The James Bond movies are based on a series of novels by British author Ian Fleming (1908-1964). A Commander of Naval Intelligence during World War II, Fleming used his real-life experience to pen twelve British spy novels and two collections of short stories featuring secret agent 007, a.k.a. James Bond. Fleming's James Bond writings include Casino Royale (1953), Live and Let Die (1954), Moonraker (1955), Diamonds Are Forever (1956), From Russia With Love (1957), Dr. No (1958), Goldfinger (1959), For Your Eyes Only (1960), Thunderball (1961), The Spy Who Loved Me (1962), On Her Majesty's Secret Service (1963), You Only Live Twice (1964), The Man with the Golden Gun (1965), and Octopussy and the Living Daylights (1966). Ian Fleming died of a heart attack in 1964.
Dr. No (1962) was the first James Bond movie. Adapted from Ian Fleming's novel, the film featured Sean Connery as secret agent 007 and would be the first in a long line of successful Bond flicks. Connery would reprise his role in five more films, for a total of six appearances as James Bond. According to some reports, he turned down a then unheard of sum of $5.5 Million to appear in a seventh film.
In On Her Majesty's Secret Service (1969), George Lazenby became the second actor to portray James Bond. His first outing, however, grossed less than any of the previous three Bond films, and in 1971, the producers decided to bring Sean Connery back for Diamonds Are Forever.

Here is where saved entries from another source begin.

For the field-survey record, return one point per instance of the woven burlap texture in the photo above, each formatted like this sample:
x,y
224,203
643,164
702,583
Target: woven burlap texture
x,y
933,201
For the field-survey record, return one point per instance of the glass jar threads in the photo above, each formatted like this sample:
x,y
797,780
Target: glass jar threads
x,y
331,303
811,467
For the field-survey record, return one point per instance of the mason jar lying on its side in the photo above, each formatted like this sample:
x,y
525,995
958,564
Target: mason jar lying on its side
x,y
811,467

Pierce Brosnan made his first appearance as James Bond in GoldenEye (1995). Brosnan had previously been up for the role of 007 in 1986, but was forced to drop out of the running when his television show, Remington Steel, was unexpectedly renewed.

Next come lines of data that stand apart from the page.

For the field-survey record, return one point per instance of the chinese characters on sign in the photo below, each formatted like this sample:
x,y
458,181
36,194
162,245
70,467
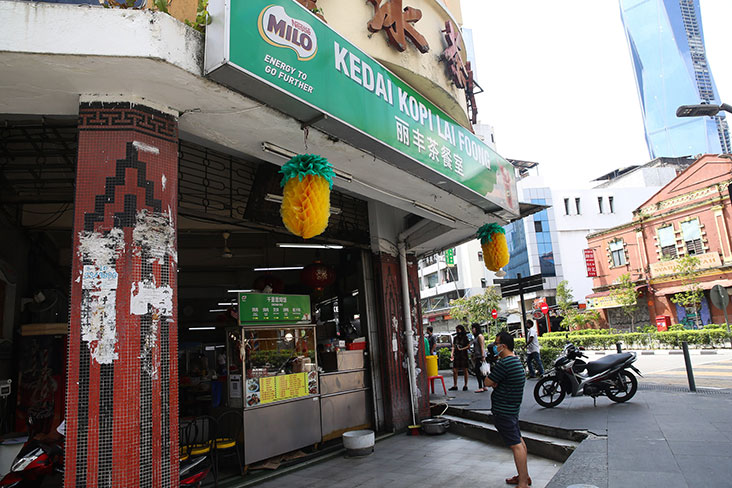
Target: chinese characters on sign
x,y
460,73
437,152
261,307
590,263
398,23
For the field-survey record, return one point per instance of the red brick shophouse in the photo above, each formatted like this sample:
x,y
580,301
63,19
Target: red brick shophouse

A View to a Kill (1985) features Christopher Walken as billionaire industrialist Max Zorin, a madman who hopes to gain a monopoly on the microchip market by destroying California's Silicon Valley. A View to a Kill also starred Stacey Sutton and Grace Jones and was the last Bond film to feature Roger Moore as 007.
The original title of Licence to Kill (1989) was Licence Revoked. Promotional materials were even printed with the original title, but it sat strangely with test audiences and was changed before the release of the film. Licence to Kill marked Timothy Dalton's final appearance as James Bond.

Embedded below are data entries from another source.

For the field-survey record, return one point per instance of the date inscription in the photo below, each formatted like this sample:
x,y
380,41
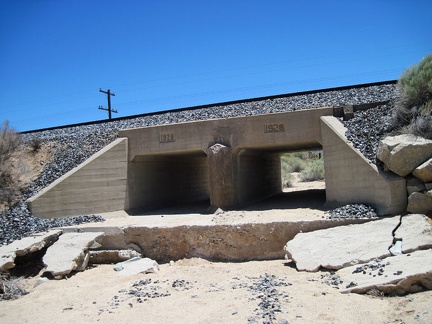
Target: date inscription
x,y
166,138
274,128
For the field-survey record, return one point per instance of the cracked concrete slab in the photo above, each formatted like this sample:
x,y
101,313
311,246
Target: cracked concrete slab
x,y
415,232
342,246
406,273
26,245
69,253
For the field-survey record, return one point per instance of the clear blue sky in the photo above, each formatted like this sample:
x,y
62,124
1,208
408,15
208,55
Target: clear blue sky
x,y
166,54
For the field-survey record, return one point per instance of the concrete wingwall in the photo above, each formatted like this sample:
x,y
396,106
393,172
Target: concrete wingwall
x,y
351,178
95,186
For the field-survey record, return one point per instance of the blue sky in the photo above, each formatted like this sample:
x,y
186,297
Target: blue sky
x,y
166,54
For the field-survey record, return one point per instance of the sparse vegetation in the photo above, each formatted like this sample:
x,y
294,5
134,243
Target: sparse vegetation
x,y
35,144
314,171
413,108
12,288
9,141
308,164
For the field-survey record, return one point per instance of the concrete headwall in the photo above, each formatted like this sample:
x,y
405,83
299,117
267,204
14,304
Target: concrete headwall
x,y
95,186
351,178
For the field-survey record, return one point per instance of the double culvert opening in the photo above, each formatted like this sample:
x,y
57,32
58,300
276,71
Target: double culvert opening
x,y
182,183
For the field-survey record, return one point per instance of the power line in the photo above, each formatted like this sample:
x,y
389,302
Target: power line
x,y
109,94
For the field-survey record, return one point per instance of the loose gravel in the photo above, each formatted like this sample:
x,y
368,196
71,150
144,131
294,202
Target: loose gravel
x,y
368,128
352,211
76,144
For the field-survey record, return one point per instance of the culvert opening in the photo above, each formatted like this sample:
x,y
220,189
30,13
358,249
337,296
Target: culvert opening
x,y
168,182
284,178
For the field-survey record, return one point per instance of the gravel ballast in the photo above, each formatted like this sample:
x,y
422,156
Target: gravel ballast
x,y
78,143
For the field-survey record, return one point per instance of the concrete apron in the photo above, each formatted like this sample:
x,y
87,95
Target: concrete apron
x,y
213,237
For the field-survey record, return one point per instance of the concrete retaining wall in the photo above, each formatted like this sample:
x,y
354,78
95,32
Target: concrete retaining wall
x,y
351,178
98,185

Because he wasn't satisfied with the novel, Ian Fleming made it clear that he only wanted the title of The Spy Who Loved Me to be used in the film version. Thus, the movie features an entirely new plot and is considered to be the first completely original Bond film. After the success of the movie, a novelization of the film was released. The Spy Who Loved Me (1977) was also the first James Bond movie to be filmed in Dolby Stereo.